L’existence de projets éducatifs locaux, ter­ri­to­riaux depuis de nom­breuses années, dépar­te­mentaux plus récemment, démontre la maturité des col­lec­ti­vités à s’engager pour faire réussir encore mieux l’école et plus géné­ra­lement sur les ter­ri­toires les poli­tiques socio-​​éducatives . Rap­pelons à ce titre que l’ANDEV prône l’inscription dans la loi du principe d’élaboration et de mise en œuvre du projet éducatif local en tant qu’instrument de réussite éducative pour toutes les com­munes qui en ont fait le choix sachant qu’il doit rester le résultat d’une ini­tiative locale relevant de la démarche libre et volon­ta­riste des villes et de ses partenaires.

 Par ailleurs les Col­lec­ti­vités doivent aussi rendre lisibles leurs par­te­na­riats en direction des écoles, col­lèges et lycées , quelques fois nos par­te­naires peuvent avoir une per­ception brouillonne de nos actions .
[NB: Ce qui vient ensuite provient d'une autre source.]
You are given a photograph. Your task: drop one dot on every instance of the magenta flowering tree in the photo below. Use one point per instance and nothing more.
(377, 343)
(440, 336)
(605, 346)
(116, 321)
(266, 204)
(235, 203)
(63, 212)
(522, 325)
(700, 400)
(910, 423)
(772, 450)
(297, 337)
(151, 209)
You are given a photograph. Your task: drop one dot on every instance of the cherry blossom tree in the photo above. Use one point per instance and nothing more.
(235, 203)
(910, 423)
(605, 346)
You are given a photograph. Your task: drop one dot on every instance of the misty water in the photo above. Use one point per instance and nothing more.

Pour finir n’oublions pas malgré tout et c’est un point important que ces col­lec­ti­vités n’ont pas les mêmes res­sources, loin s’en faut. Certes la diversité des approches , la diversité des ter­ri­toires donnent des contours très dif­fé­rents aux projets et actions , on peut donc par­fai­tement com­prendre que l’on ne fait pas la même chose à Lille ou à Mar­seille. Mais à l’inverse il faudra se poser la question de la géo­graphie per­ti­nente et cohé­rente de l’action et de ses finan­ce­ments plus har­mo­nieux et prenant en consi­dé­ration ces ini­quités de ressources.
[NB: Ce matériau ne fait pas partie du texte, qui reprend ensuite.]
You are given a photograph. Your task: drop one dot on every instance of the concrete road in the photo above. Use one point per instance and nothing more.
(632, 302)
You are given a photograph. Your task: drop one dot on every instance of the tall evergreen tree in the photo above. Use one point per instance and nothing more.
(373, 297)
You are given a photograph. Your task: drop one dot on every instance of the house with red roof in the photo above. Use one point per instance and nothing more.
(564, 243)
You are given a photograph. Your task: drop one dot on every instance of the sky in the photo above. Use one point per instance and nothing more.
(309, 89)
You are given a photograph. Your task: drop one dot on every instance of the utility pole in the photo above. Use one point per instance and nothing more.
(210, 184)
L’intervention du local au fil des ans s’est pro­fes­sion­na­lisée, cré­di­bi­lisée, elle a été maintes fois appréciée. Elle doit être davantage légi­timée, reconnue offi­ciel­lement .Elle ne doit pas aggraver les inéga­lités ter­ri­to­riales mais au contraire les réduire. C’est un vaste sujet donc que repré­sente la place du local dans un système public d’éducation nationale, un vaste sujet qui demande des réponses claires.

Lorsque nous parlons gou­ver­nance du système éducatif, c’est de cela dont il s’agit ; la conduite des poli­tiques d’éducation avec les col­lec­ti­vités locales et l’ensemble des par­te­naires du système éducatif.

Daniel Grossain

Membre de l’ANDEV – directeur adjoint de l’éducation et des col­lèges du Conseil Général du Val de Marne

Voir en ligne : http://www.cafepedagogique.net/lexp...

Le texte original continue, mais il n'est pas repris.